飾り巻き寿司や料理、己書、読書など日々のあれこれを書いています



父と味噌カツ

2017年05月11日 | つれづれ日記
父が亡くなって丸3年。お墓参りに行きました。
枯れ花のまま、スギナが伸び放題になっているのが寂しい。

新しい花に変え、草取りをしながら墓誌を見ると、母が亡くなって16年、妹が亡くなって7年、
時の流れの速さ驚くばかりです。

祖父母は昔料理屋をやっていました。
そして口入れ屋、芸妓さんの斡旋業を兼ね、人脈を作ったらしいのですが、空襲で焼けてしまい
7人もの子どもたちは長男である父が中心になり、力を合わせて生きてきたと聞いています。
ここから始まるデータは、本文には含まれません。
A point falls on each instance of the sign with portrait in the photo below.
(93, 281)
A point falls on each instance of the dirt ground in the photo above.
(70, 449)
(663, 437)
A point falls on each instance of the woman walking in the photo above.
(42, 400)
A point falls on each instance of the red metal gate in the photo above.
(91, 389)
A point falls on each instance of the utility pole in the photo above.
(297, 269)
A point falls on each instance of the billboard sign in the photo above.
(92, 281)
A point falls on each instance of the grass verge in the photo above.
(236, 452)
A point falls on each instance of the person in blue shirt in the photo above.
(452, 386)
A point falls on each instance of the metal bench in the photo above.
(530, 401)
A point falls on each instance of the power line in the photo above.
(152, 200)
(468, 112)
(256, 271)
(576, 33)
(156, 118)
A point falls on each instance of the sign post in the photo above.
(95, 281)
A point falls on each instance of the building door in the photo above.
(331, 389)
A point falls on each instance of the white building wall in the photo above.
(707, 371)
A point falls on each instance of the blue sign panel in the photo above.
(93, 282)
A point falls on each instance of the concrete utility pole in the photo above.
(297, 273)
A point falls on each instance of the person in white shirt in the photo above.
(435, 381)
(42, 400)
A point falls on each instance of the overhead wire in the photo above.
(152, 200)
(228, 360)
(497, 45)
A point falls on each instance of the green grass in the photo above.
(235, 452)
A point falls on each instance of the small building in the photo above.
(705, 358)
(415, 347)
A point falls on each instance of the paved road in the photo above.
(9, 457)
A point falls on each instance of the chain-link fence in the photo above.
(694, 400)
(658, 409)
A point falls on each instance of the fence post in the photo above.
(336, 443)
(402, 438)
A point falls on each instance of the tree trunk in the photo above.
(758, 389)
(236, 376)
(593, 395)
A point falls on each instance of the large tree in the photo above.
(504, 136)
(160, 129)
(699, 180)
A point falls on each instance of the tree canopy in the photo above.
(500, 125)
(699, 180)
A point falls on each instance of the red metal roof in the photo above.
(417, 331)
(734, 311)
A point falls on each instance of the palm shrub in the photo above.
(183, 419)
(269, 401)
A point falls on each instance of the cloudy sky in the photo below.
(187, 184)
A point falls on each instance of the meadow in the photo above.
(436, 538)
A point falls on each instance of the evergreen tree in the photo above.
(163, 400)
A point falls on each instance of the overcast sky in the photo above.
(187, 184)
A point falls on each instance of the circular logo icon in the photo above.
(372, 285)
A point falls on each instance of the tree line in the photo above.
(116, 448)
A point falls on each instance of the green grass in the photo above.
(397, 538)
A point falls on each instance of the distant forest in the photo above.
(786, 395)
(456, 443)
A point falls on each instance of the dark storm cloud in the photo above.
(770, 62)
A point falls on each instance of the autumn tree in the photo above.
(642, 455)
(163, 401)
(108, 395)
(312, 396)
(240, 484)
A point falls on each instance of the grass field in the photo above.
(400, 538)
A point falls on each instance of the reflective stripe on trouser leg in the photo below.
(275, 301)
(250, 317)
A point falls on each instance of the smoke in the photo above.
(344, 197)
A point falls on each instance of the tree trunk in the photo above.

生活を支えるため、官職に就いた父はまじめ一筋でしたが、時々娘の弁当を作ってくれました。
弁当作りをしている母を手伝いながら、横から自分が作ったものを一品付け加えるのです。

生姜の天ぷらや黒豆入り卵焼きなど、ちょっと変わった物は父の手づくりでした。
料理屋の子どもだったからでしょうか。ほんとうは料理人になりたかったのでしょうか。

退職後は病気の母に代わり、毎日包丁を使っていました。
母の食べるもの、自分の食べるもの、盆や正月に来る娘たちの食べるもの。

24時間母の介護をするなかで、わずかな時間料理をするのが息抜きだったのかもしれません。
やがて自分の体が思うようにならなくなり、料理ができなくなると、
「包丁が持てないことが寂しい」と言っていました。

そんな父の好物は味噌カツでした。



家では作らずもっぱら外食の時でしたが、「何が食べたい?」と聞くと「やっぱりカツかなあ」という答えが返ってきました。

今の私も台所に立つことは苦ではありません。
あれこれ考えて作っていると、楽しいです。

祖父母から、父から、受け継いだDNAが生きているのでしょうか。
楽しんで料理をしていた父を思い出しながら、今日は味噌カツを作りました。